La princesse prit l’argenterie pour servir quelques délices à Doubhée et tendit la serviette vers cette dernière. La princesse Temperance était si gentille; elle pensait régulièrement à autrui avant elle-même. Elle se servit ensuite et Yahto sourit intérieurement alors qu’elle semblait visiblement se délecter de quelques morceaux de fromage à la pâte semi-ferme. Pour sa part, Yahto souffla un peu sur sa tasse thé, tentant ainsi d’en refroidir le contenu, puis prit une gorgée. Ce thé au jasmin était parfait. Les gens trouvaient toujours ça étrange de voir le garde du corps rustre boire à même une délicate tasse de porcelaine. Il fallait dire que cette vision était particulière. S’il buvait du thé, c’était parce qu’Aemi lui avait appris à apprécier la chose. Levant ensuite le regard, le lycan remarqua la façon dont Doubhée détaillait l’argenterie. Puis, elle se redressa dans un bond et détala en direction du château, déclarant qu’elle allait revenir rapidement. Le jeune homme affichait un air surprit alors qu’il posa son regard marron aux reflets dorés vers son amie.

- J’ai fait quelque chose d’inconvenant? demanda-t’il par réflexe à sa maîtresse. Il haussa ensuite les épaules et baissa sa tasse de thé. Elle est gentille ton amie, Aemi. Tu l’as rencontré comment?

Il écouta la réponse de son amie avec attention, puis un sourire naquit sur ses lèvres.

- Elle tient beaucoup à toi, c’est évident. Mais sais-tu à quel point?
Yahto avait envie de lui en parler. Il ne cachait rien à Aemi, jamais. Toutefois, il ne savait pas jusqu’à quel point la vérité devait être dite. J’ai remarqué la façon dont elle tient ta main, la façon dont elle te regarde. Puis, voyant l’air interrogateur de la princesse, il se ravisa. Et si sa déclaration venait à ruiner l’amitié des jeunes filles? Aemi avait peu d’amis proches… Non il ne pouvait pas faire ça. Oh laisse tomber, finit-il avec un sourire.

Il se releva, puis vint s’installer près de la princesse. Il passa son bras atour de ses épaules et la serra contre lui, posant un baiser sur sa tête. Ce geste affectueux, il ne le réservait qu’à sa meilleure amie, son petit trésor, « sa petite sœur ». Baissant ensuite son regard vers le panier pique-nique, il se saisit d’une fraise qui était à l’écart des autres directement avec les doigts et l’enfourna dans sa bouche. Évidemment, il se doutait bien que la princesse n’approuverait pas qu’il se serve de la sorte, mais il ne pouvait pas toucher les ustensiles! Un sourire aux lèvres, il fit signe à son amie qu’il se régalait en émettant un bruit de satisfaction avec sa bouche fermée. Non, mais c’était vrai! La fraise était particulièrement juteuse et sucrée. Exactement comme la princesse les aimait. Du coin de l’œil, le guerrier royal vit l’écuyère pardusse qui revenait vers eux, les mains chargés d’ustensiles en acier, généralement réservé aux serviteurs.

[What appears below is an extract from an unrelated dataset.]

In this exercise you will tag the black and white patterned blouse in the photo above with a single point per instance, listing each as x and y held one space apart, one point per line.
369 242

Ça, c’était particulièrement gentil! Doubhée lui tendit sa poignée de fourchettes, de cuillères et de couteaux. À cette vue, le jeune homme éclata de rire. Il n’oublia pas de la remercier chaleureusement. Afin d’être galant, il se releva pour redonner sa place à la jeune femme aux oreilles de chat. Il retourna s’installer au sol avec son « butin » puis déposa le tout près du panier, ne gardant qu’une fourchette dans ses mains. Il piqua donc quelques morceaux de fromage, quelques fruits et un petit gâteau, s’assurant qu’il en reste une bonne quantité pour les deux filles. Il se délecta de sa collation, surtout du petit gâteau! Ses yeux en disaient long quant à sa satisfaction actuelle. Un homme à l’estomac rempli était un homme heureux! Le seul détail pouvant entacher sa bonne humeur actuelle était la masse impressionnante de nuages noirs qui se pointaient à l’horizon. Le vent se leva, signe qu’un orage s’approchait tranquillement. Non pas que la mauvaise température l’effrayait, mais cela venait un peu ruiner le moment présent.

- Nous avons un peu de temps devant nous, mais notre pique-nique sera malheureusement de courte durée,
fit-il en indiquant le ciel avec un mouvement de tête.